Secondo, aumentano i contratti a termine (+17 mila) e diminuiscono quelli permanenti (-75mila), Questo risultato è in contrapposizione con un’altra misura del governo Conte 1: il decreto dignità. Sempre l’allora Ministro del Lavoro aveva promesso che i contratti a tempo indeterminato sarebbero aumentati. Anche in questo caso, i dati raccontano una storia diversa. Rispetto all’inizio del 2018, la percentuale di contratti a termine sul totale dei contratti dipendenti sale da 16,4% a 17,2%, mentre quella di contratti a tempo indeterminato scende da 83,6 a 82,8.
Terzo, non migliora la situazione dei giovani. Il tasso di disoccupazione è fermo al 28,9%, il terzo livello più elevato in Europa dopo la Grecia e la Spagna (che però mostrano una dinamica decrescente). In questo caso, i dati sono in contrapposizione con Quota 100, misura fortemente voluta dall’ex Ministro degli Interni Matteo Salvini. Della famosa staffetta generazionale (posto come obiettivo nel Documento di Economia e Finanza firmato dall’allora Ministro Tria) non vi è traccia. Per quanto oggi possa sembrare bizzarro, un anno fa l’intero governo Conte giallo verde assicurava che per ogni pensionato in uscita ci sarebbero stati tre lavoratori in più: veniva così giustificato un provvedimento profondamente iniquo (avvantaggia poche persone, principalmente uomini che lavorano nella pubblica amministrazione) e costoso (circa sei miliardi l’anno finanziati con maggiore debito).
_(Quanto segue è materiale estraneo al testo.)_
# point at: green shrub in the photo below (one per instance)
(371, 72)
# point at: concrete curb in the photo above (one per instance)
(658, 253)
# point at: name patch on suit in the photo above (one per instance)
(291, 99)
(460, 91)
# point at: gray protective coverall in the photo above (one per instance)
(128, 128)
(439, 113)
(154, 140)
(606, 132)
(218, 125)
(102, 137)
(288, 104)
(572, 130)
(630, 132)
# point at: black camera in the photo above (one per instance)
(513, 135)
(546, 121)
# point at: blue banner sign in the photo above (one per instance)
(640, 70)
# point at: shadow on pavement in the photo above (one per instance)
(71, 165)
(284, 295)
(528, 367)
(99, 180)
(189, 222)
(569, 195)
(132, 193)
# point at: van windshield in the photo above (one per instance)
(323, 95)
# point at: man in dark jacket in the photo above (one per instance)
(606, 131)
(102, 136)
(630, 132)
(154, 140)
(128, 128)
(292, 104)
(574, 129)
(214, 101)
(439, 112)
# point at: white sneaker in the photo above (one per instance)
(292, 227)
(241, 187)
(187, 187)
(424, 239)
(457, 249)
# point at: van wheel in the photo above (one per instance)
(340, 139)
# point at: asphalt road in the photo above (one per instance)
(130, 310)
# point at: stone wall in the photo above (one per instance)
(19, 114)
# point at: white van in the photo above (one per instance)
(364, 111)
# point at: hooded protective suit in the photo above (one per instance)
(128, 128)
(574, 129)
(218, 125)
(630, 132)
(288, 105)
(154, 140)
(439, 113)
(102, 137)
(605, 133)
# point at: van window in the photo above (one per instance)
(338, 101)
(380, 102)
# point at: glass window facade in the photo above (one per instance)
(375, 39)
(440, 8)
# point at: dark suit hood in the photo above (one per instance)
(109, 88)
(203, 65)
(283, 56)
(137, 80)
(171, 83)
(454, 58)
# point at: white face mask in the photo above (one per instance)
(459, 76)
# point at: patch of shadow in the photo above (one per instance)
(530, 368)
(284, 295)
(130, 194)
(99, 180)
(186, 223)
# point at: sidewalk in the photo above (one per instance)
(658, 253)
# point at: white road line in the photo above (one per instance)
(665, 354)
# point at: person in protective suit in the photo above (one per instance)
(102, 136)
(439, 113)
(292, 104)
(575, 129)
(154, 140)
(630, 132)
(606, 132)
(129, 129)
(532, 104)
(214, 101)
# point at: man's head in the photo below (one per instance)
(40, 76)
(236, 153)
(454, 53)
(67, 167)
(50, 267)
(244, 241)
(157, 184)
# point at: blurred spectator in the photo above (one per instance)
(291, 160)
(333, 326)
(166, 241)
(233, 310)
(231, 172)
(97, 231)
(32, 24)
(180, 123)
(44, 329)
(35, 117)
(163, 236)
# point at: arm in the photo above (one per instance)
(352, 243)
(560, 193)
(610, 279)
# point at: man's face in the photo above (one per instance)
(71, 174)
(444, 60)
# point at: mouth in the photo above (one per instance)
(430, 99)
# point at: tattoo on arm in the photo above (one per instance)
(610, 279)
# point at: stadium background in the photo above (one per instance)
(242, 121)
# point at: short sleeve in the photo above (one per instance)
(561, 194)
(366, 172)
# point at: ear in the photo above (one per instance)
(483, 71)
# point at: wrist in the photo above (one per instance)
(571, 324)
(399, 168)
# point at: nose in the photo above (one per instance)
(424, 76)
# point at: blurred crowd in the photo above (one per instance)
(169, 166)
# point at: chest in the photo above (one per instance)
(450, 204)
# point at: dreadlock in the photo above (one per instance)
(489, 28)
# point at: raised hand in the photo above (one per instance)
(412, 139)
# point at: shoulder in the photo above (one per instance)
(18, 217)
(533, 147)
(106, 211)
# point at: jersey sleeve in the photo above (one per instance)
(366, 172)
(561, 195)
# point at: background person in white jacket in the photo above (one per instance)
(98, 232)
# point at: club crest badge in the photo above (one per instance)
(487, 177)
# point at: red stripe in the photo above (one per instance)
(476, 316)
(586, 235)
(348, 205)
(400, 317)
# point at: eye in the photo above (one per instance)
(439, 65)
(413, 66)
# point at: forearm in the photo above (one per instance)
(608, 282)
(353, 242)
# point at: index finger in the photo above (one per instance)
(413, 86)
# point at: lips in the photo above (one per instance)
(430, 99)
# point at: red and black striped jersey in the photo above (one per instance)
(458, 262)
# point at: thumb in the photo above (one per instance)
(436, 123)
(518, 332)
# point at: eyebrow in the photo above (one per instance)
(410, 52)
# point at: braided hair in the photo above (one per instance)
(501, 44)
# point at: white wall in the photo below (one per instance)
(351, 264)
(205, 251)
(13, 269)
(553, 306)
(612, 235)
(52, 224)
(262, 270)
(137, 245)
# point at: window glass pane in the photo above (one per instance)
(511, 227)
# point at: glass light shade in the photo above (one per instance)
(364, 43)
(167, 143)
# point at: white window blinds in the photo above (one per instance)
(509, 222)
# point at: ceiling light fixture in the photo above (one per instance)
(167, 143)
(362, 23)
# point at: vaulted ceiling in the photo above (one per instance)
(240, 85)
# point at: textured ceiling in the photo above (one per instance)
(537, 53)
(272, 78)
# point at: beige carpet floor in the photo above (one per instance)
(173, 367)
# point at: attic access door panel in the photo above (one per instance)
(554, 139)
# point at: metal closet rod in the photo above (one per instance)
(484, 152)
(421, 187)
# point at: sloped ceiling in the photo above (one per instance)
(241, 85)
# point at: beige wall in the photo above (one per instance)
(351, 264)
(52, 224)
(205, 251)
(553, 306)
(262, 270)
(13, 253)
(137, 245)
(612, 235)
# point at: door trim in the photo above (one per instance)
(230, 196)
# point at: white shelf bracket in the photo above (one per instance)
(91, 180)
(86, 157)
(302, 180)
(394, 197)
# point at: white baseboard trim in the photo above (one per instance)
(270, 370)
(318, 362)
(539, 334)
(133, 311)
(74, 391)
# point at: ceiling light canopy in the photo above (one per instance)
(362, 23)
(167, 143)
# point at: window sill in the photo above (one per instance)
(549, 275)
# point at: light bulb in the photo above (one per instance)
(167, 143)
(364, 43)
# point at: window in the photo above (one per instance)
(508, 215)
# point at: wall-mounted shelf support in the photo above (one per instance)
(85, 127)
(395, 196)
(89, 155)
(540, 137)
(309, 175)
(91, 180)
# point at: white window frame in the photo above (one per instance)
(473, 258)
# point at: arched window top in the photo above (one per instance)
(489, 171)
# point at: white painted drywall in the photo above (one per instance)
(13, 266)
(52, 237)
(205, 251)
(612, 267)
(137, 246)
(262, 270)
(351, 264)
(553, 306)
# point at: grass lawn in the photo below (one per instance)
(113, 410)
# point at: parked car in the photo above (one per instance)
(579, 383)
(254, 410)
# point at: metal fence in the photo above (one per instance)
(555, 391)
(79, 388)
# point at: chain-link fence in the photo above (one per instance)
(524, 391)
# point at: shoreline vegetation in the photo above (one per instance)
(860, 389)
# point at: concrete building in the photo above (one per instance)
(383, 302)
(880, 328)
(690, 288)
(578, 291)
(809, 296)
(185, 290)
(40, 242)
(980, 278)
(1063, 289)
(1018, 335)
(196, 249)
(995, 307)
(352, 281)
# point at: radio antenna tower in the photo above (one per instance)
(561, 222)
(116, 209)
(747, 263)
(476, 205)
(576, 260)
A conti fatti, nessuna della grandi misure prese dal Conte 1 sta dando i frutti sperati. Eppure il Conte 2 le ha tutte confermate. Da un lato, non c’è molto da stupirsi visto che il premier – Giuseppe Conte – e l’azionista di maggioranza – il Movimento 5 Stelle – sono gli stessi. Dall’altro, però, è lecito interrogarsi sul ruolo al governo delle altre forze politiche e, in particolare, del Partito democratico e di Italia Viva. Che senso ha replica- re scelte fallimentari? E’ vero che alcuni esponenti della maggioranza, a cominciare da quelli del partito di Matteo Renzi, manifestano sovente il proprio disagio rispetto a questi provvedimenti. Tuttavia, manifestare il proprio disagio non può essere una strategia di politica economica.
Per tornare a crescere, il paese ha bisogno di una classe politica disposta a fare scelte impopolari dal punto di vista del consenso politico ma necessarie per il Paese. Ad esempio, si potrebbe cominciare dall’ attuazione di un serio programma di spending review volto a: 1) cancellare definitivamente le clausole di salvaguardia; 2) usare il minor tiraggio di Quota 100 per ridurre il debito; 3) ricomporre la spesa verso comparti che hanno un maggior impatto sul Pil potenziale come quelli della formazione (per giovani e per meno giovani) e della ricerca. A capo del Ministero dell’Economia e della Finanze vi è finalmente un politico che — rispetto ai ministri tecnici e ai Commissari alla spending review del passato — ha potere decisionale: sarebbe un peccato sprecare questa opportunità.